On September 21, 2019 I checked off a bucket list goal. I stood on that BIG RED DOT on the TedxSaltLakeCity stage and delivered a talk about my work in the Utah State Prison. It was an honor to say the least, and an experience I will forever treasure. The other 13 speakers and I were treated to world-class coaching on presentation, pausing, what to do with our hands, how to engage the audience, and how to get rid of the dreaded “finger quotes”.
My message was about going back to your wounds as a way to find your Dharma, your lifes’ purpose. My pain was prison, a place my Dad lived for 15 years. I found personal healing and growth when I finally went back there…to serve. But I found a lot more than that. I found women who are changing the world…their world…in that unlikely place. Stay tuned to see and hear the talks on YouTube soon.
Since this talk, I have a lot of people asking me…how do you know which past hurt to go back to? There are many! My answer is this. It’s right in front of you.
For years, I volunteered in areas of addiction. Treatment facilities, AA groups, halfway houses. And because my Dad was an alcoholic, it made sense, and was rewarding work.
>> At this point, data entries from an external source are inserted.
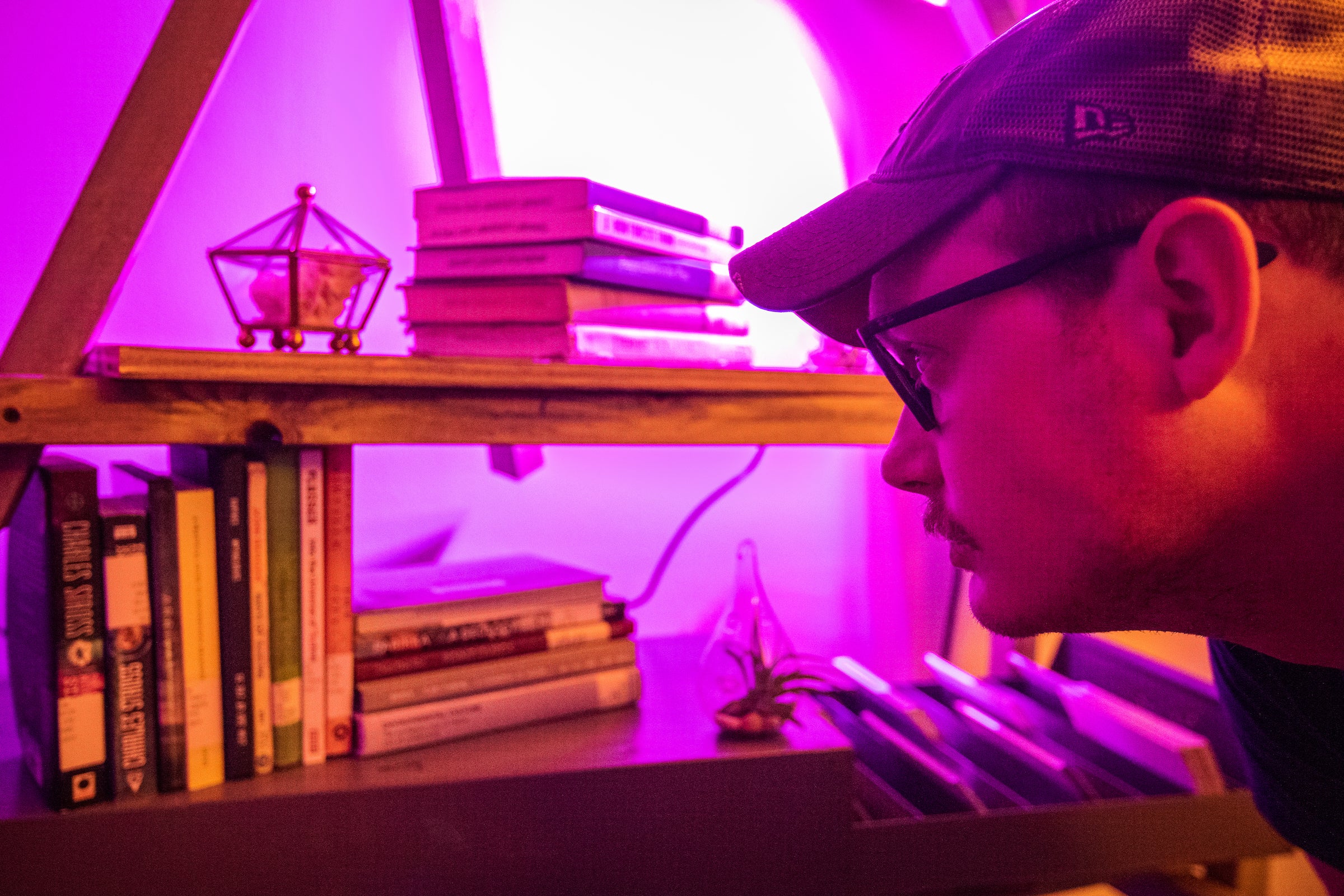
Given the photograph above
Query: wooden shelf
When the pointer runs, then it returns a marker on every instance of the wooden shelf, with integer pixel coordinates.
(644, 800)
(151, 395)
(617, 802)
But it never really felt like my Dharma. And then one day, when I was driving past the prison, I noticed a pit in my stomach. I realized I felt that every time I drove by that place. I almost couldn’t even look at those buildings, that’s how much it hurt to remember. And then I knew. Go back to your wounds. I said out loud, “No Way. There’s no way”. And then I cried. It was right in front of me. There was no turning back.
I sent out an email and heard back right away from the volunteer coordinator. He connected me with Jane Wallace, a wonderful woman who has been teaching yoga inside the Timpanogos Women’s Facility for 13 years. She opened a spot for me to teach a class, and the rest is history. Now, 2 years later, we have 10 amazing women certified to teach yoga. Some still inside doing great things, some out here with us, doing great things.
So where to start? Which pain to choose? Which wound? That one. The one that causes a pit in your stomach. The one that you just said “No Way” to. That one. It’s right in front of you. Your life is about to change in ways you never imagined. And it’s so so good.